How can I use multiprocessing to create a dictionary with generator objects as values?

Here is my problem in greater detail, using basic examples:

I have a large dictionary of lists whereby I am applying functions to compute on the dictionary values using ProcessPoolExecutor in concurrent.futures. (Note I am using ProcessPoolExecutor, not threads---there is no GIL contention here.)

Here is an example dictionary of lists:

example_dict1 = {'key1':[367, 30, 847, 482, 887, 654, 347, 504, 413, 821],
    'key2':[754, 915, 622, 149, 279, 192, 312, 203, 742, 846], 
    'key3':[586, 521, 470, 476, 693, 426, 746, 733, 528, 565]}

This is a small example---in reality, it is a massive dictionary with millions of keys and lists with thousands of elements.

Originally, I was processing these value lists using a function which appends to an empty list, e.g.

import concurrent

def manipulate_values(dict_items):
    k, v = dict_items
    return_values = []   ## empty list
    for i in v :
        new_value = i ** 2 - 13      ## compute something; just an example
        return_values.append(new_value)  ## append to list
    return k, return_values

with concurrent.futures.ProcessPoolExecutor() as executor:
        new_dict = dict(executor.map(manipulate_values, example_dict1.items()))

However, the resulting dictionary lists return_values are too large for memory. Because I cannot hold these massive lists in memory, I decided to try generator functions, i.e. create a dictionary of keys and generator objects:

## generator function
def compute_values(v):
    for i in v:
        yield i ** 2 - 13   ## using example above; could be any function call 

def manipulate_values_with_generator(dict_items):
    keys, value_lists = dict_items
    return keys, compute_values(value_lists)
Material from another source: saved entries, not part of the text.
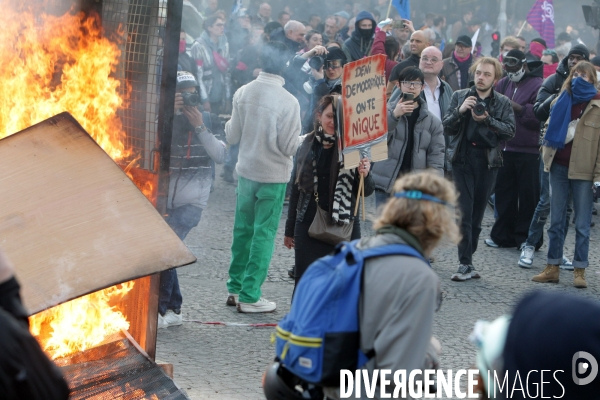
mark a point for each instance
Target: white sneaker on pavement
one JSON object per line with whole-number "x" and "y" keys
{"x": 262, "y": 305}
{"x": 566, "y": 264}
{"x": 173, "y": 319}
{"x": 162, "y": 324}
{"x": 526, "y": 259}
{"x": 491, "y": 243}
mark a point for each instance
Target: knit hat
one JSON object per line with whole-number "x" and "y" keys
{"x": 465, "y": 41}
{"x": 581, "y": 50}
{"x": 342, "y": 14}
{"x": 185, "y": 80}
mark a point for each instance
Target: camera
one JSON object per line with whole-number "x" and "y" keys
{"x": 190, "y": 99}
{"x": 316, "y": 62}
{"x": 479, "y": 108}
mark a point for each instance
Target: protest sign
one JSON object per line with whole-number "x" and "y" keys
{"x": 364, "y": 110}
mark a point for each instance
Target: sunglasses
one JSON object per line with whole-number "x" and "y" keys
{"x": 512, "y": 61}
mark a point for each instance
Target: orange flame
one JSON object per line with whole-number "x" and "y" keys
{"x": 81, "y": 323}
{"x": 55, "y": 64}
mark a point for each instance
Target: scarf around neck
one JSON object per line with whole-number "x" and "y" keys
{"x": 342, "y": 196}
{"x": 582, "y": 91}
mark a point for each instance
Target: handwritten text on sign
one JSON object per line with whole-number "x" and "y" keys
{"x": 363, "y": 93}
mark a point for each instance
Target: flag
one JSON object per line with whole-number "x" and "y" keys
{"x": 403, "y": 7}
{"x": 541, "y": 18}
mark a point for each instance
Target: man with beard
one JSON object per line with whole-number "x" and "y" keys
{"x": 359, "y": 44}
{"x": 456, "y": 67}
{"x": 518, "y": 184}
{"x": 479, "y": 121}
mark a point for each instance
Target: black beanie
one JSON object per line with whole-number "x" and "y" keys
{"x": 335, "y": 53}
{"x": 548, "y": 331}
{"x": 581, "y": 50}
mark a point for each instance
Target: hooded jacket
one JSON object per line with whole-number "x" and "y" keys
{"x": 501, "y": 122}
{"x": 551, "y": 86}
{"x": 428, "y": 149}
{"x": 524, "y": 93}
{"x": 357, "y": 47}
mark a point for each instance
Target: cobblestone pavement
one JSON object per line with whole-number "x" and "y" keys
{"x": 227, "y": 362}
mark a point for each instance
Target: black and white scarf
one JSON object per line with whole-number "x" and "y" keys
{"x": 342, "y": 196}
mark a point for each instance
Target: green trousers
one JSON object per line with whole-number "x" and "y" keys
{"x": 257, "y": 213}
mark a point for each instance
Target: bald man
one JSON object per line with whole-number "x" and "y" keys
{"x": 419, "y": 40}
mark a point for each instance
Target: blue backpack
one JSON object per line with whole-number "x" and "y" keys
{"x": 321, "y": 333}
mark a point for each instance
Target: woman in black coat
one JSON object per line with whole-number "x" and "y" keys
{"x": 337, "y": 188}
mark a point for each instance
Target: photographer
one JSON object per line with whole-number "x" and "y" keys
{"x": 326, "y": 66}
{"x": 478, "y": 120}
{"x": 193, "y": 147}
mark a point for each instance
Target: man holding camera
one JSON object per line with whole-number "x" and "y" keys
{"x": 193, "y": 148}
{"x": 478, "y": 120}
with concurrent.futures.ProcessPoolExecutor() as executor:
        new_dict = dict(executor.map(manipulate_values_with_generator, example_dict1.items()))

In the actual "big data" dictionary, this will result in a pickling error:

TypeError: cannot pickle 'generator' object

There are other questions on this subject, but I'm not sure how to fix my problem---packages such as dill and pathos do not work with generators.

Can't pickle <type 'instancemethod'> when using multiprocessing Pool.map()

Can't pickle Pyparsing expression with setParseAction() method. Needed for multiprocessing

Naturally, perhaps there's another way to solve my fundamental problem, which is doing multiprocessing on a large dictionary of lists within memory or generators. Maybe another data structure would be useful here?